Pengurus Besar Serikat Mahasiswa Muslimin Indonesia (PB SEMMI) menduga adanya permainan dalam penyaluran distribusi bantuan Pembatasan Sosial Berskala Besar (PSBB) dan Work Form Home (WFH) akibat pandemi Covid-19.
“Hasil temuan di lapangan dan riset yang kami lakukan, banyak masyarakat yang terdampak Covid-19, khususnya pendapatan ekonomi menengah kebawah di Indonesia tidak menerima manfaat atau bantuan yang diberikan dari pemerintah pusat maupun daerah yang digelontorkan melalui APBD maupun APBN. Hal ini tentu sangat tidak baik dan harus ditelusuri dengan sangat mendetail, mengingat Covid-19 sangat berdampak bagi seluruh masyarakat,” ungkap Ketua Umum Pengurus Besar Serikat Mahasiswa Muslimin Indonesia (PB SEMMI), Bintang Wahyu Saputra, di Jakarta, Sabtu (11/4).

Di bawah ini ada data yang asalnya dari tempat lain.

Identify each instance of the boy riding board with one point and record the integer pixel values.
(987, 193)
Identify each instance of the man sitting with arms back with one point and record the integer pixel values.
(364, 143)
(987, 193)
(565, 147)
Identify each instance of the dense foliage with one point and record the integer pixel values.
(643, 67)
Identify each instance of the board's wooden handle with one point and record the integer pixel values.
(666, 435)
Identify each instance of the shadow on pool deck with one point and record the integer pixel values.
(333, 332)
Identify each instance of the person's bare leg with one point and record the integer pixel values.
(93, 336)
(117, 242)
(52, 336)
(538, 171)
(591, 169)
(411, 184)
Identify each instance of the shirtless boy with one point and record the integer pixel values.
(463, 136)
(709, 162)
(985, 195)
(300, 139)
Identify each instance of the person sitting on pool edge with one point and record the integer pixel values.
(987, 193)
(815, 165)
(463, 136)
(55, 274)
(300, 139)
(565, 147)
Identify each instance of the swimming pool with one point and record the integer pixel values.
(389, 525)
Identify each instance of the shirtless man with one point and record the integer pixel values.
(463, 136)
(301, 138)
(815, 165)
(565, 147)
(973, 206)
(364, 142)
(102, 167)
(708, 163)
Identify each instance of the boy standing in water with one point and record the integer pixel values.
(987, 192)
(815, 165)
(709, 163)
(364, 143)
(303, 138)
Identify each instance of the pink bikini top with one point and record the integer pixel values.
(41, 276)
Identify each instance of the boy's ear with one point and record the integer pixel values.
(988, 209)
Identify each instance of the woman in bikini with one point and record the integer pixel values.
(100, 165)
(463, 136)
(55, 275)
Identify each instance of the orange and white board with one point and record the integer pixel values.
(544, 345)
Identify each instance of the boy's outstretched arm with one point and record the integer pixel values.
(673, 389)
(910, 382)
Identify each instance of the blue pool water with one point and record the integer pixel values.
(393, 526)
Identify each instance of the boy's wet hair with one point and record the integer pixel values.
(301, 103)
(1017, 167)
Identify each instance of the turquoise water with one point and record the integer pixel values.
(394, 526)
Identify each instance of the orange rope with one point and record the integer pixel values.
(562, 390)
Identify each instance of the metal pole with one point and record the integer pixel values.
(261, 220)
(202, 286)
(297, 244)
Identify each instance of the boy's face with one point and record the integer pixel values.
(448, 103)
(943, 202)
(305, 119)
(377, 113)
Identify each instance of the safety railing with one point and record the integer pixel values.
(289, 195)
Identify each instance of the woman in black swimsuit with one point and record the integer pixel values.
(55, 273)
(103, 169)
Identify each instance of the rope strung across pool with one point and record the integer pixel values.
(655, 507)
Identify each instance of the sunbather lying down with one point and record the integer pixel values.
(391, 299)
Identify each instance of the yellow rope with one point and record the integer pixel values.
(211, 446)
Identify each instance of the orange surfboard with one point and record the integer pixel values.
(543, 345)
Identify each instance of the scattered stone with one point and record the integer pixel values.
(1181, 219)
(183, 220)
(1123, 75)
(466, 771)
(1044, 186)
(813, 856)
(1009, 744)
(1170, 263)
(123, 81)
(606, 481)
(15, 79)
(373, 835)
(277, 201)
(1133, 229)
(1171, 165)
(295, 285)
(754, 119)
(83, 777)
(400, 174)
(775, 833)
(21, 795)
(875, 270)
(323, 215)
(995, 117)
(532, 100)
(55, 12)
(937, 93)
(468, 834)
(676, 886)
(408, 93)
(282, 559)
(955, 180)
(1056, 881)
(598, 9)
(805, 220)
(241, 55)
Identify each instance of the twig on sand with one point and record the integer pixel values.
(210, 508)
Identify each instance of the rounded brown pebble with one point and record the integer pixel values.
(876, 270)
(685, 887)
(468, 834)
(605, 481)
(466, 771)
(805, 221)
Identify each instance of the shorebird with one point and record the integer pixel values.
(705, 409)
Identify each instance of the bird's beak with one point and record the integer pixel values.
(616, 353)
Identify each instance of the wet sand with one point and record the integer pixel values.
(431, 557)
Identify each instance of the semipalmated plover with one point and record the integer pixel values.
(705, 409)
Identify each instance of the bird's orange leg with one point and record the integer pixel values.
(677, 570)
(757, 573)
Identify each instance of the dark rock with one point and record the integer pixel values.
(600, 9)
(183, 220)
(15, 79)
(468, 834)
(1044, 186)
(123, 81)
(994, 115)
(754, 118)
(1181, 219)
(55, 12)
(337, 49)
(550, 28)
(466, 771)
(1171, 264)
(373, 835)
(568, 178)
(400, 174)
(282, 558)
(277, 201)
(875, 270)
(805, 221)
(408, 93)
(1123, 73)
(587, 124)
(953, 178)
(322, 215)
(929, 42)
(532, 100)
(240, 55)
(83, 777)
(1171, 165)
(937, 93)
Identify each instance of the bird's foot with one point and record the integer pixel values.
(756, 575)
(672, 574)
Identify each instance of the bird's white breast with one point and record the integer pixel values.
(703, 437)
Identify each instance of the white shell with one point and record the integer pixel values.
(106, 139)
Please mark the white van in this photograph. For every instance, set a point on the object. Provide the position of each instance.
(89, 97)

Bintang mengatakan nilai bantuan yang digelontorkan Pemerintah pusat mencapai 40,4 triliun rupiah untuk bantuan sosial kepada masyarakat, anggaran tersebut terdiri dari Rp 3 triliun untuk dana bansos Jabodetabek, Rp 16,2 triliun untuk di luar penerima PKH, dan Rp 21 triliun dari realokasi dana desa dan sebagainya.
“Kami melihat jumlah anggaran puluhan triliun telah digelontorkan untuk masyarakat Indonesia dari pemerintah pusat, namun berdasarkan hasil temuan di lapangan dan riset yang kami dapatkan, banyak masyarakat yang belum mendapatkan bantuan tersebut. Banyak RT dan RW di Jabodetabek juga bingung saat ditanya warga tentang bantuan sosial yang ramai di beritakan media,” jelasnya.
Bintang juga menyoroti bantuan sembako yang diberikan kepada Pemprov DKI Jakarta untuk 1,2 juta kepala keluarga (KK), pasalnya ia menduga adanya penyelewengan bansos atas dasar tidak adanya pendataan penerima bantuan yang dilakukan RT RW, dan transparansi anggaran pembelanjaan bansos oleh Pemprov DKI Jakarta.
“Jika bantuan mengacu pada data sensus ekonomi, tentu ini sangat keliru dan rentan potensi penyelewengan, karena sensus ekonomi dilakukan pada 2019 sedangkan dalam waktu tertentu ada masyarakat yang pindah atau meninggal. Nah, ini pendataan dari penerima bantuan harus jelas dan terbuka, penerima bantuan PSBB harus dicatat nama, nomor KTP, nomor KK, alamat, dan nomor teleponnya agar bisa dipertanggung jawabkan,” tambahnya.
Organisasi kemahasiswaan dari Syarikat Islam ini kemudian meminta Bareskrim mabes polri, KPK RI, BPK dan PPATK mengaduit sejumlah bantuan yang diberikan kepada masyarakat Indonesia yang menggunakan APBD maupun APBN.
“Bantuan sembako untuk 1,2 juta kepala keluarga dari Pemprov DKI Jakarta harus diaudit atas sejumlah kejanggalan dalam proses distribusi nya. Anggaran pembelanjaan bansos juga harus transparan kami tidak mau ada yang main main dimasa pandemi ini. Kita tidak mau kecolongan harga beras atau sembako yang diberikan seharga lem Aibon yang sempat ramai beberapa waktu lalu,” tegasnya.
Dalam hal menjaga transparansi dan keterbukaan informasi publik, organisasinya akan membuat tim khusus pengawal dan pengawas independen untuk menghindari penyelewengan dan tindakan yang tidak diharapkan terhadap bantuan sosial untuk masyarakat ditengah pandemi Covid-19.
“Menghindari mark up harga pembelanjaan bansos, korupsi dan tindakan tidak terpuji lainya, SEMMI akan membuat satuan tugas kemanusiaan anti korupsi anggaran bansos (Satgas KAKAB) untuk membantu pemerintah memastikan masyarakat Indonesia menerima bantuan yang sesuai,” tutupnya.